A glimpse into the values that guide my work, these are the commitments that ground every offering.

  • I honor each person’s inherent right to define their own identity, needs, and life path. I support individuals in making empowered choices that reflect their lived experiences, cultural contexts, and embodied wisdom. I recognize that self-determination is foundational to healing, agency, and well-being for all bodies.

  • I practice ongoing self-reflection and critical awareness. I actively work to recognize and interrupt racism, ableism, fatphobia, anti-Blackness, xenophobia, white supremacy culture, transphobia, and other interlocking systems of oppression. I approach this work with curiosity, accountability, and deep respect for the wisdom, resistance, and resilience within the communities I serve.

  • Healing is not an individual endeavor, but a collective one. I am committed to creating spaces that are rooted in mutual support, relational accountability, and interdependence. Through community-focused and peer-informed practices, I nurture resilience, strengthen solidarity, and co-create spaces of care that honor the needs of the whole person.

  • I am dedicated to clear, honest, and consistent communication.
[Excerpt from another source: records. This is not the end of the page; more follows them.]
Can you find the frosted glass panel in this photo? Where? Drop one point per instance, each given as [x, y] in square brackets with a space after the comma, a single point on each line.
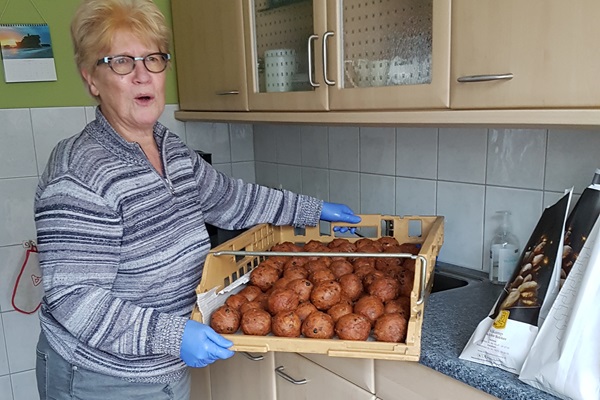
[282, 31]
[386, 42]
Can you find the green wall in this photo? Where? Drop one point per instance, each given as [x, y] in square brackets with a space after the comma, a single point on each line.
[68, 90]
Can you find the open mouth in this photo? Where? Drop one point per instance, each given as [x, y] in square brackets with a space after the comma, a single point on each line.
[144, 98]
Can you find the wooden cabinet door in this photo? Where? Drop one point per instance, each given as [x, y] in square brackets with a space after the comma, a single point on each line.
[549, 47]
[299, 378]
[389, 55]
[209, 55]
[359, 371]
[200, 387]
[413, 381]
[243, 376]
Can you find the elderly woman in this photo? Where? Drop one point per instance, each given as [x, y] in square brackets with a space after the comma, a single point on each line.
[120, 213]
I strive to ground my services and relationships in integrity and care. I work to build and maintain trust with my communities by being accountable, listening deeply, and ensuring that information, resources, and support are accessible, reliable, and relevant to their needs.

  • I honor the complexity and diversity of people’s lived experiences by staying flexible and responsive in my approach. I welcome creativity as a tool for healing and liberation, and I embrace innovative, culturally grounded, and evolving practices that reflect the changing needs of my communities.

Justice, Power & Practice

If you’d like to know more about who I’ve learned from, who I’m accountable to, and how I understand and address power, privilege, and oppression in my work, I’ve put together a deeper look at my social justice lineage and commitments.

This invitation is here for those who want to understand the roots of my approach and how I strive to show up with integrity, care, and ongoing accountability.

Beyond the Bio

I have lived in Minneapolis since 2021 with my partner and our retired therapy dog Pekoe (pictured here celebrating his 8th birthday).

When I am not making art I love to float in lakes, listen to sapphic pop music, play cozy games on my Nintendo Switch, watch the MN Lynx, and read queer romance novels.

I serve as Vice Chair on the board of the amazing organization Authentically Fat. You might remember me as the storyteller at the Fat Narrative Project who talked about riding a horse!

My favorite compliments I have ever received are being described as human glitter and as a serotonin fairy. I try to live up to those delightful honors every day.